Es wurde insbesondere zur Behandlung von Augen- und Hautkrankheiten, Mandelentzündungen, Halsentzündungen usw. empfohlen.

Römisches Kupfer-Armband[c]

Celsus (ca. 25 v. Chr - 50 n. Chr.) erkannte Kupfer als nützliches antiseptisches und entzündungshemmendes Mittel an. Insbesondere das entzündungshemmende Potential von basischem Kupfer (II) -carbonat (z.b. Malachit) Kupferverbindungen wurden in der Tat häufig in Celsus 'sehr ausgefeilten Rezepten verwendet, wie z.B. zur Behandlung von Analrhagaden, Hämorrhoiden, Mandelentzündung, Wunddesinfektion.

Tatsächlich führte Celsus in der Orthopädie erstmals die Anwendung von Kupferplatten ein (die für diese Bedingungen als geeignet angesehen wurden, da sie auch antiseptisch und entzündungshemmend sind), um die Wiederherstellung zerlegter Frakturen zu fördern. Interessanterweise wurde diese Praxis noch mehr als 1400 Jahre später angewandt, wie ein kürzlich in Belgien entdecktes menschliches Skelett (Kathedrale von Vrasene) zeigt.

Auch Galenos von Pergamon (129–200 v. Chr.) erwähnte Kupferpräparate die denen von Plinius und Celsus ähnelten.

Die Entdeckungen der modernen Mikrobiologie, Physiologie und Biochemie, drängte Kupfer in der Medizin immer mehr in den Hintergrund.

Das änderte sich erst in letzter Zeit.

Kupfer in der modernen Medizin

Kupfer übt seine Toxizität gegenüber Mikroorganismen durch mehrere parallele Mechanismen aus. Dazu gehören die direkte Kontaktabtötung und Schäden durch freigesetzte Kupferionen.

Mikroorganismen haben keine Methode entwickelt sich gegenüber Kupferüberladung zu schützen. Wenn sie hohen Kupferkonzentrationen ausgesetzt werden, werden sie daher irreversibel beschädigt und getötet.[4]

Unter Laborbedingungen hat sich bereits ergeben dass antimikrobielle Kupferoberflächen innerhalb von 2 Stunden nach Exposition mehr als 99,9% folgender Bakterien abtötet: MRSA, VRE, Staphylococcus aureus, Enterobacter aerogenes, Pseudomonas aeruginosa und E. coli O157: H7.

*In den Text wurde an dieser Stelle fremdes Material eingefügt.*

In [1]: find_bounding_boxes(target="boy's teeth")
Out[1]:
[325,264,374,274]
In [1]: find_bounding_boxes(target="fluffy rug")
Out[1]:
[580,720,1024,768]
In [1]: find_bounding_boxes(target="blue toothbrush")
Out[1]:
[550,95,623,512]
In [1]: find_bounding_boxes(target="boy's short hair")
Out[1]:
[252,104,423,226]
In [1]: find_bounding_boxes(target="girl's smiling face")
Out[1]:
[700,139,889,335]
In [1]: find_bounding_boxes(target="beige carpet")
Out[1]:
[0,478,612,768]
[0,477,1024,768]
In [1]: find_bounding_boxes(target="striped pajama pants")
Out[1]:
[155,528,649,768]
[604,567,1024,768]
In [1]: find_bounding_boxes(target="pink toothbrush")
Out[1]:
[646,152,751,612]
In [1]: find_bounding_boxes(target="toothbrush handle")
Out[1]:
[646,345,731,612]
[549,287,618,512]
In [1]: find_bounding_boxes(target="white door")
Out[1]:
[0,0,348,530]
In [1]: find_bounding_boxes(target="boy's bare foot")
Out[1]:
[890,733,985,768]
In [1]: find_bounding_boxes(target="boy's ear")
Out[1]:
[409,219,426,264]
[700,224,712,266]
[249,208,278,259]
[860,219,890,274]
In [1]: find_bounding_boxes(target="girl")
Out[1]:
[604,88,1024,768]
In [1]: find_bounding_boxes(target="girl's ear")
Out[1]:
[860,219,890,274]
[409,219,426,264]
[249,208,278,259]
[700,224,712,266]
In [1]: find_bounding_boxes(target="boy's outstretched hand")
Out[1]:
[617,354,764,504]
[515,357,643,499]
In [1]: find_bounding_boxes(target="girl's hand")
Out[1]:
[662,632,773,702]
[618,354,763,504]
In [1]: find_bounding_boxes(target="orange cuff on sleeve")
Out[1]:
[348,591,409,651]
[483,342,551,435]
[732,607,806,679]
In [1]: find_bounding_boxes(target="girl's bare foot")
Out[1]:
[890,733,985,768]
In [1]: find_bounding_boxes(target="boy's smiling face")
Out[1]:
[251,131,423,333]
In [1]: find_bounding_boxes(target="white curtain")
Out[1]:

In den klinischen Studien wurde bei den Kupferlegierungskomponenten eine Verringerung der Bakterien um 83% im Vergleich zu den Oberflächen aus Standardmaterialien in den Kontrollräumen festgestellt.[5]

Besonders nosokomiale Infektionen (Infektionen die Patienten sich während des Krankenhausaufenthalts einfangen) machen den modernen medizinischen Einrichtungen zu schaffen. Schätzungen gehen von 400.000 bis eine Million nosokomiale Infektionen pro Jahr in Deutschland aus. [6][7]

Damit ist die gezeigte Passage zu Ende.